History of Old Hutchinson Homestead

Footnotes to Long Island History

History of Old Hutchinson Homestead

March 27, 1955


Thomas R. Bayles


          The Old Hutchinson Homestead at Middle Island has had a long and varied history, and was first a tavern and store, then post office, office of the town clerk of Brookhaven town, and then polling place for the large mid-Island area.

          The house was located on the middle country road at the foot of the hill near Pfeiffer’s store, and was purchased a few years ago by Horton Bros and torn down.  The site has since been a cement block factory and sand and gravel works.

          Middle Island had the first post office in Brookhaven town and the first postmaster was Apollus Wetmore in 1796.  Post riders on horseback carried the mail through the Island in the first years, and the mail came from New York once of twice a week.  After a few years it was carried by the stage coaches that came through the middle of the Island, and furnished the only means of transportation for the people of the mid-island settlements.

          The post office was at first named Brookhaven and was not given the mane of Middle Island until about 1818.  During these early years the postal receipts were light, and records of the office shown that the quarterly receipts between 1811 and 1830 ran from $3.00 to $8.00 a quarter.

          Following Apollus Wetmore as postmaster came Zachariah Hawkins in 1798, Mordecai Homan, Jr in 1803, Jehiel Woodruff in 1810 and in 1811 Benjamin Hutchinson became postmaster, and it remained in the Hutchinson family with the exception of one year until 1901.

          The old Hutchinson homestead was built around 1750 by Daniel Brewster, Jr a grandson of Nathaniel Brewster, the first minister of the old town church at Setauket.  The house and farm on which it stood were purchased in 1834 by Benjamin T Hutchinson and store and post office moved there, where it remained until taken over by Edward Pfeiffer in 1901.  In 1840 Mr.
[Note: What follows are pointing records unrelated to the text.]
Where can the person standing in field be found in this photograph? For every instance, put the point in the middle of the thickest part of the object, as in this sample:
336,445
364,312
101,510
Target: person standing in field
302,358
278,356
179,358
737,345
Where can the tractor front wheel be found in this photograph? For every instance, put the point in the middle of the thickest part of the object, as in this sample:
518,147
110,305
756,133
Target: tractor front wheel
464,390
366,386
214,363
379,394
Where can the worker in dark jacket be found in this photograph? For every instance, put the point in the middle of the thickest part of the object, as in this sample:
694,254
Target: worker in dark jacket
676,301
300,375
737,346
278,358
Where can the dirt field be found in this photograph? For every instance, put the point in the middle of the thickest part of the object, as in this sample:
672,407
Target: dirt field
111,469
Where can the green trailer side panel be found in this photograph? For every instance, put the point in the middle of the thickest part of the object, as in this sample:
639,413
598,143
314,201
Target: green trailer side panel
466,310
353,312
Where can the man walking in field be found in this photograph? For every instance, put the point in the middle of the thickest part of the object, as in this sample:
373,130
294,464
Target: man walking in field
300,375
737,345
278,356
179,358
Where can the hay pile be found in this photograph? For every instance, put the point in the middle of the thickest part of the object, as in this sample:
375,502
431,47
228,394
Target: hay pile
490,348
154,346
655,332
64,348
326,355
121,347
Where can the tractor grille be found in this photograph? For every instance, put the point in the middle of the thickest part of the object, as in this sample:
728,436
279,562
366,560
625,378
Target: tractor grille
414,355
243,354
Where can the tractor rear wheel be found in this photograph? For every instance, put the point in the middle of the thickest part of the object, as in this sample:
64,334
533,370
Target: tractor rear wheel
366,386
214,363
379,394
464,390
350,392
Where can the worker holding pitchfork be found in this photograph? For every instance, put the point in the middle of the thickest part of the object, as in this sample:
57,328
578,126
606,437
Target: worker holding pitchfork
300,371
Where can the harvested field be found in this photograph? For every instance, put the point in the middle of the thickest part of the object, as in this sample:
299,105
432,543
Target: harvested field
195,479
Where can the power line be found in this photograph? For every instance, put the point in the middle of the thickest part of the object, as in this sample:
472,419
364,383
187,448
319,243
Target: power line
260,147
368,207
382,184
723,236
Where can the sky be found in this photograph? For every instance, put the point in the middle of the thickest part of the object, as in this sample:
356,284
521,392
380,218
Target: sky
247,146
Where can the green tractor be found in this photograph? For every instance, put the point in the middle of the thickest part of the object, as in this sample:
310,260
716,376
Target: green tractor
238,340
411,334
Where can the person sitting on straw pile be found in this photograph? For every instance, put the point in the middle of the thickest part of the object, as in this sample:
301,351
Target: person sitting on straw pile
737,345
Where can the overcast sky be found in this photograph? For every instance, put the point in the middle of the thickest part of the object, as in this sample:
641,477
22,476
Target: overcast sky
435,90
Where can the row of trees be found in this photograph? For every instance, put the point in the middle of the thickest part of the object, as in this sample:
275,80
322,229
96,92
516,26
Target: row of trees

Hutchinson opened a tavern also, which was the regular breakfast stop for the mail and passenger stages passing through.  Besides serving as post office, tavern and store, this house was also the town clerk’s office for Brookhaven town for 30 years.

          Mr Hutchinson was elected town clerk in 1848, and in 1850 elected county clerk, and in 1860 was again elected town clerk.  During the intervening years the office went to New Village, Center Reach.)  Mr Hutchinson remained in office until his death in 1877, when his son, Henry P Hutchinson was elected and remained as town clerk until 1890, when Roswell Davis of Yaphank was elected, and the office moved to Yaphank.  It was the custom in those days for the office to be located in the home of the lecte4d official.

          After the death of Mr Hutchinson in 1877 the office of the postmaster was taken over by his daughter Miss Cynthia Hutchinson, and her appointment dated October 16, 1877, and signed by David M Key, Postmaster General, is on exhibition along with the old post office boxes and fixtures in Emil’s museum in Middle Island.  Miss Hutchinson continued as postmaster until her death in 1901.

          For many years this old house also served as polling place for the voters from Middle Island, Yaphank, Ridge, Coram and Selden for all the regular spring and fall elections, and many a political deal was mad under the horse sheds to the east of the house.  In those days election day was a social event and dinners were served for 50 cents.  It was a day of great activity and continued until at the stroke of six o’clock inspector John Jones used to step to the door and call out, “Hear ye; Hear ye; I know declare these polls closed.”  Among those who served for many years on the election board besides Mr Jones were Richard M Bayles, Fred Ehlers, Thomas Lee, Robert Lyon, Noah Terry and Elbert Homan.